Shining light in the dark: Despite only two doctors, S. Sudan hospital overcomes big challenges to offer hope

‘For he who has health, has hope’

OWEN Seymour Arthur, the enigmatic Barbadian politician who was Prime Minister of Barbados from 1994 to 2008 once said, “...for he who has health, has hope, and he who has hope, has everything.” 

Of course, not everyone can be as eloquent and philosophical as Owen Seymour Arthur, and I will not even attempt to be. However, his powerful and provocative public health dictum rang loud in my head when I heard that for a third successive year, the Save the Children supported Nimule County Hospital in South Sudan had been awarded a Certificate of Recognition for, and I quote, “Outstanding Performance in HIV Testing and Counseling at Antenatal and Maternity”.

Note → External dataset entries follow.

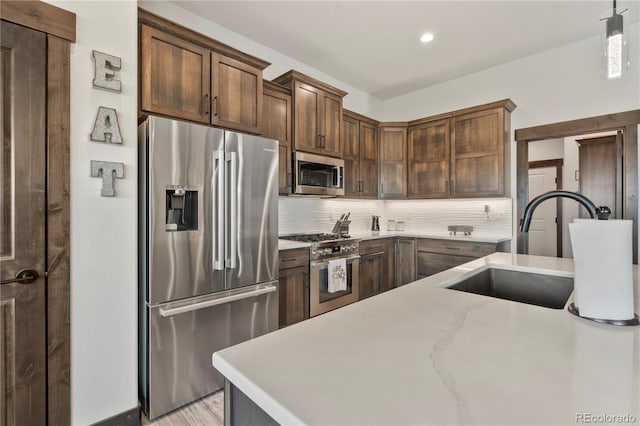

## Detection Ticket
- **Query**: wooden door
[451,108,505,197]
[407,120,449,198]
[211,53,263,134]
[320,93,342,157]
[380,238,397,291]
[278,266,309,328]
[396,238,417,286]
[378,125,407,199]
[262,87,292,195]
[342,115,360,197]
[140,25,211,124]
[293,81,322,153]
[0,21,47,425]
[529,163,562,257]
[358,122,378,198]
[576,134,622,220]
[359,252,385,300]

It is quite easy for anyone who doesn’t know the story of Nimule County Hospital to dismiss the recognition it got from the Ministry of Health, the Centre for Disease Control (CDC), and Columbia University as insignificant. 

However, if you delve deeper into the hospital’s history, and see the tough socio-economic and political challenges that it has to overcome every single day to offer quality basic healthcare to a needy population, then you will appreciate the significance of the award.

Basic facilities

Built in 1983, and located about 198 kilometres on the Uganda-South Sudan border, Nimule County Hospital started life as a health centre, and remained so until 1994 when it got hospital status.  Today, the hospital provides approximately 50% of all health services offered to communities in Eastern Equatoria state, as well as in the Magwi County catchment area which has a population of over 300,000 people – 103,000 of whom are children.

The hospital’s clinical facilities are basic. It cannot afford to run its electricity generators for 24 hours, it only has two doctors, six clinical officers, 27 nurses, six midwives, and three delivery beds – although only two are functional.  

On average, the hospital handles 11,000 pregnancies every year, and about 144 babies are delivered by Caesarean Section. According to the Medical Director of the hospital, David Nyuma, up to 172 babies are born at the hospital every month using three makeshift delivery beds.

  “...Sometimes we get overwhelmed and deliver babies on mattresses laid on the floor.” said Nyuma. 

Stretched to limit

When conflict broke out in 2013, Nimule County was overwhelmed by approximately 35,000 internally displaced people (IDPs) who settled in and around Nimule town where the hospital is located. The huge number of patients, and the painful and yet necessary austerity measures instituted by Save the Children to manage the funding gap have stretched the hospital to its very limit.

In spite of all those constraints, in 2015, the hospital provided various health services to over 80,000 people in Nimule and the surrounding areas through static and mobile health care.  

Over 5,000 children were vaccinated against childhood diseases, and another 50,000 were reached with preventative and curative health care. Over 11,093 people were tested for HIV in several testing centres, and 64% of the 522 who tested positive were immediately put on anti-retroviral treatment.

It’s only when you hear from HIV experts like Mitchell Besser that you truly begin to appreciate the significance of what Nimule County Hospital is doing for children.  According to Besser, a renown scientist who developed a ground breaking program to prevent mother-to-child transmission of HIV, “ resource-rich countries…98% of babies are born HIV-negative, yet, in resource-poor countries, in the absence of tests and treatment, 40% of children are infected.” 

Amazing things

In 2014, the hospital was also rated as a “model hospital” and a “centre of excellence”.  How then, one might ask, does a hospital with seemingly insurmountable challenges manage to register that level of success in what is essentially an emergency situation?  

A quick chat with the hospital’s Medical Director, David Nyuma, soon reveals that the answer lies in the dedication of its staff who, like Owen Seymour Arthur, believe that “...he who has health, has hope, and he who has hope, has everything.”

And from that belief amazing things have happened.  

The hospital regularly organises outreach activities to carry out vaccinations, outpatient consultations, and screening for malnutrition so that some of the cases are managed at the community level. 

Reacting to news of the hospital’s recognition for “Outstanding Performance in HIV Testing and Counselling at Antenatal and Maternity”, Save the Children’s Director for Global International Programmes, Imran Martin said, “...achievement and recognition is truly significant in the face of the overall South Sudan narrative of failure and despair…it signifies hope, and the possibility of delivering quality despite the challenges, and without using the (war) context as an excuse.”